Open to thoughts! I am not familiar with how NXM works, but consider the poll options to essentially mirror how COVER works. I’ll update poll if I’m way off.

How Do You Use DeFi Coverage?
  • COVER Protocol
  • NXM
  • No Coverage

0 voters

Edit: Updated poll. Multiple choices confusing to interpret, and want to shift the discussion a bit. If you use multiple coverages, pick your favorite. Please consider current behavior and attitudes only.


My problem is that all coverage is dollar based, and we’re staking bitcoin here.

I started with some cover claim, but before long my bitcoin price had gone up and it wasn’t enough. I was playing around with the protocol so minted some claim/noclaim as well and then sold my claim.

Assuming badger doesn’t get hacked before February, I’ll get a decent APY on my dollars, but it will be less than the appreciation in bitcoin, so i’d have been better off just staying in bitcoin.

I want coverage in bitcoin, and I want to provide coverage in bitcoin so that I can get both insurance and exposure to the asset class we are all about.

Other than that, seems like a cool idea.

IMHO, as a platform thats about bringing bitcoin to DeFi, we should give minimal badger as rewards to those who only offer coverage in dollars, and lots of extra badger as rewards to those who offer it in bitcoin.
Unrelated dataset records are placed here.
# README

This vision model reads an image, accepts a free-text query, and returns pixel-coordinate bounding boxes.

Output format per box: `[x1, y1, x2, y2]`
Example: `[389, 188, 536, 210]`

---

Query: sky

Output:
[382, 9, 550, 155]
I want coverage in bitcoin, and I want to provide coverage in bitcoin so that I can get both insurance and exposure to the asset class we are all about.

This is a logical point.

Here’s something I’ve been thinking about: rather than covering a whole protocol, why not cover a specific smart contract? If recovery methods use snapshot addresses, such as what COVER is doing now regarding their exploit, couldn’t you theoretically have a smart contract with periodically diverted percentage of APY to cover insurance for depositors, with the snapshot prehack used to recover up to that point?

This would also offer the benefit of reimbursement in the corresponding currency as this is what would have been generated by the smart contract and diverted for the insurance premium. If you had two smart contracts side by side, one insured/covered at 100% APY vs one non-covered at 500% APY, you give your depositors control of their risk profile. By offering the choice, development is also putting that responsibility clearly in the hands of users which has other benefits IMO.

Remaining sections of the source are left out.